Renewing the STS cert in VCenter

The STS cert is used by vcenter to authenticate against external SSO targets, such as Okta or ActiveDirectory, and it’s a key service for various other services – like the Web UI!

The fun part about STS is that it’s autogenerated at some point (probably during install or upgrade), and it will expire 2 years after that – but vCenter won’t tell you when the expiration is coming up! It’ll just gloriously fail (see https://kb.vmware.com/s/article/82332 and https://kb.vmware.com/s/article/79248), and then you’ll get either an http500 or a “No healthy upstream” error.

To renew the cert, follow the steps on https://kb.vmware.com/s/article/76719, namely:

1 – SSH into vcenter

ssh -l root <your vcenter url>

2 – Move into /tmp

cd /tmp

3 – Create a bash script and paste the script below

vim fixsts.sh
#!/bin/bash
# Copyright (c) 2020-2021 VMware, Inc.
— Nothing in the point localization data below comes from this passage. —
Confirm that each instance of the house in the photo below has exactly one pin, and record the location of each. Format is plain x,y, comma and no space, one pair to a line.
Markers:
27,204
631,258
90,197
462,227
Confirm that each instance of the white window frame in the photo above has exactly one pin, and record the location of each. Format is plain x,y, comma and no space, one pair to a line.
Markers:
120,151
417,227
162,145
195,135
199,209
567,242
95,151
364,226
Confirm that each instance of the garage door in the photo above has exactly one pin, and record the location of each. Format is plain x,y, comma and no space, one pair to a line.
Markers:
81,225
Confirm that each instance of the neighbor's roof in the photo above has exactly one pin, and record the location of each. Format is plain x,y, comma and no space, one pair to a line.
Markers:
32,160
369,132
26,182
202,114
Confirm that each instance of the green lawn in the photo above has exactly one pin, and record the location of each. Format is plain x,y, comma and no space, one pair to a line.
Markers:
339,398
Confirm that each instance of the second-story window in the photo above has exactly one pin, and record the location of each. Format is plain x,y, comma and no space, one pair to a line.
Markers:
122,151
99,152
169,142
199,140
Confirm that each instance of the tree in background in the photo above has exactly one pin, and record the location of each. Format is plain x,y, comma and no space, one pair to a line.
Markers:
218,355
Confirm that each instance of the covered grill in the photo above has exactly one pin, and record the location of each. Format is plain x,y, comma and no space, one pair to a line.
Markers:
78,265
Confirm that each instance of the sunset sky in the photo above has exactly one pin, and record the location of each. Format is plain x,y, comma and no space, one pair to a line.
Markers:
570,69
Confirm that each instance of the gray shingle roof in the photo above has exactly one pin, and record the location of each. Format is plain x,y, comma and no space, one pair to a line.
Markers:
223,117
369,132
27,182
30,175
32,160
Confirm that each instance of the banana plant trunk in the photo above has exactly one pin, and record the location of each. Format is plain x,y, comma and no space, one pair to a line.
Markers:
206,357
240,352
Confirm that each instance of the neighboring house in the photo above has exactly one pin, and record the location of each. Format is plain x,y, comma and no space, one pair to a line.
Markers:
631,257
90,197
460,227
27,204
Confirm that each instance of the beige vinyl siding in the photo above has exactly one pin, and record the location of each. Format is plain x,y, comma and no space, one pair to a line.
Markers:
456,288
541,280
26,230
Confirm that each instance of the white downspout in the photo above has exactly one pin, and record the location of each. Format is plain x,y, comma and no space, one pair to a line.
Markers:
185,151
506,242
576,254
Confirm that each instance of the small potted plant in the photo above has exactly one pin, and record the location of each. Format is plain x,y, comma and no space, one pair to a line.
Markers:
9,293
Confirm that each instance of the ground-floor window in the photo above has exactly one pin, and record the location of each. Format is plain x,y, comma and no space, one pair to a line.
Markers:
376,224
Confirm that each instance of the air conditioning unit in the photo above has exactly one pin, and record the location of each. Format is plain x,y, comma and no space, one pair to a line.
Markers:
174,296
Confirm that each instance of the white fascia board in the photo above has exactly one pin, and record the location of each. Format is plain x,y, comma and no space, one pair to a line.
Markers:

All rights reserved.
# VMware Confidential
#
# Run this from the affected PSC/VC
#
# NOTE: This works on external and embedded PSCs
# This script will do the following
# 1: Regenerate STS certificate
#
# What is needed?
# 1: Offline snapshots of VCs/PSCs
# 2: SSO Admin Password

NODETYPE=$(cat /etc/vmware/deployment.node.type)
if [ "$NODETYPE" = "management" ]; then
    echo "Detected this node is a vCenter server with external PSC."
    echo "Please run this script from a vCenter with embedded PSC, or an external PSC"
    exit 1
fi

if [ "$NODETYPE" = "embedded" ]  &&  [ ! -f  /usr/lib/vmware-vmdir/sbin/vmdird ]; then
    echo "Detected this node is a vCenter gateway"
    echo "Please run this script from a vCenter with embedded PSC, or an external PSC"
    exit 1
fi

echo "NOTE: This works on external and embedded PSCs"
echo "This script will do the following"
echo "1: Regenerate STS certificate"
echo "What is needed?"
echo "1: Offline snapshots of VCs/PSCs"
echo "2: SSO Admin Password"
echo "IMPORTANT: This script should only be run on a single PSC per SSO domain"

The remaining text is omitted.